Tutaj nie mam wątpliwości, że to na kierowcy pojazdu uprzywilejowanego spoczywa ciężar odpowiedzialności, kiedy nie stosuje się do przepisów (linia P-4, wyprzedzanie na skrzyżowaniu). Nie zdarzyło mi się jeszcze widzieć karetki na sygnale wjeżdżającej na czerwonym świetle z maksymalną dopuszczalna prędkością w O.Z.
5. Czy kierowca fiata miał zawczasu i wyraźnie włączony kierunkowskaz.
6. Czy kierowca fiata mógł zastosować art. 4 na swoja korzyść, gdy po wyprzedzeniu go przez pojazd pilotujący (ale tylko z włączonym niebieskim sygnałem) nie widział w lusterku innych pojazdów w tym uprzywilejowanego pojazdu z Premier Szydło?
7. Jaką widocznością dysponował kierujący fiatem w lewym lusterku bocznym w chwili podejmowania manewru zmiany kierunku jazdy w lewo.
8. Dlaczego pojazdy uprzywilejowane, zwłaszcza te stanowiące flotę dla ważnych oficjeli w Państwie, nie posiadają zainstalowanych kamer oraz urządzeń typu czarna skrzynka?
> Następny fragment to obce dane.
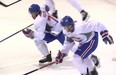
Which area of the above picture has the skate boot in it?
[81,10,90,21]
[91,55,100,68]
[91,68,98,75]
[81,68,91,75]
[52,10,58,18]
[39,53,52,64]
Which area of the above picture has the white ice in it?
[0,0,116,75]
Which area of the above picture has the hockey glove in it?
[22,29,34,39]
[100,30,114,44]
[56,51,66,64]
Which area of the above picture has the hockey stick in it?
[0,24,33,43]
[23,62,55,75]
[0,0,21,7]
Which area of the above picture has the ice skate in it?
[91,68,98,75]
[52,10,58,18]
[39,53,52,65]
[91,55,100,68]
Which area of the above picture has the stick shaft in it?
[23,62,55,75]
[0,24,33,43]
[0,0,21,7]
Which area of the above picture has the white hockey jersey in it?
[62,21,107,53]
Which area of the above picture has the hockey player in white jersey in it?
[23,4,64,63]
[45,0,100,67]
[56,16,114,75]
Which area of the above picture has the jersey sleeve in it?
[83,20,107,32]
[61,36,75,54]
[45,0,55,14]
[34,16,46,40]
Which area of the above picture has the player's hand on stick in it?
[22,29,34,39]
[56,50,66,64]
[100,30,114,44]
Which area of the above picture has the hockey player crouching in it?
[56,16,114,75]
[23,4,64,63]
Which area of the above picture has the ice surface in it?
[0,0,116,75]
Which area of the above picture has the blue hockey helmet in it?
[60,16,74,26]
[28,4,40,13]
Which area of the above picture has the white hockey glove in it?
[22,29,34,39]
[56,50,66,64]
[100,30,114,44]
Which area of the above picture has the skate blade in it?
[39,62,51,66]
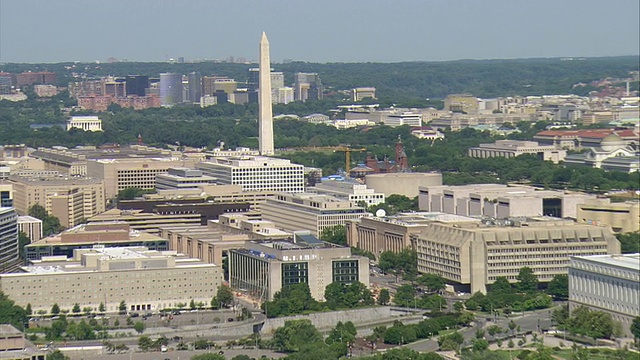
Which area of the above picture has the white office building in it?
[0,207,18,268]
[196,156,304,193]
[569,254,640,336]
[156,167,216,190]
[260,193,369,237]
[67,116,102,131]
[308,180,384,206]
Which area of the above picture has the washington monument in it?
[258,32,273,155]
ABSURD! Nie wierzę, że Polski nie stać na zakup nawet chińskich kamerek za 40 zł od sztuki Smutne to a nawet żałosne Później prokuratura "żebrze" o nagrania, o świadków...
A może było wszystko nagrane, ale "się zepsuło" jak kamery na lotnisku w Smoleńsku.
9. Jakim prawem pan Błaszczak feruje wyroki, skoro go nawet nie było na miejscu zdarzenia a postępowanie przed sądem nawet się nie rozpoczęło?
10. Dlaczego wciąż panuje stereotyp, że "doświadczony kierowca" nie może popełnić błędu podczas kolizji z "niedoświadczonym kierowcą"?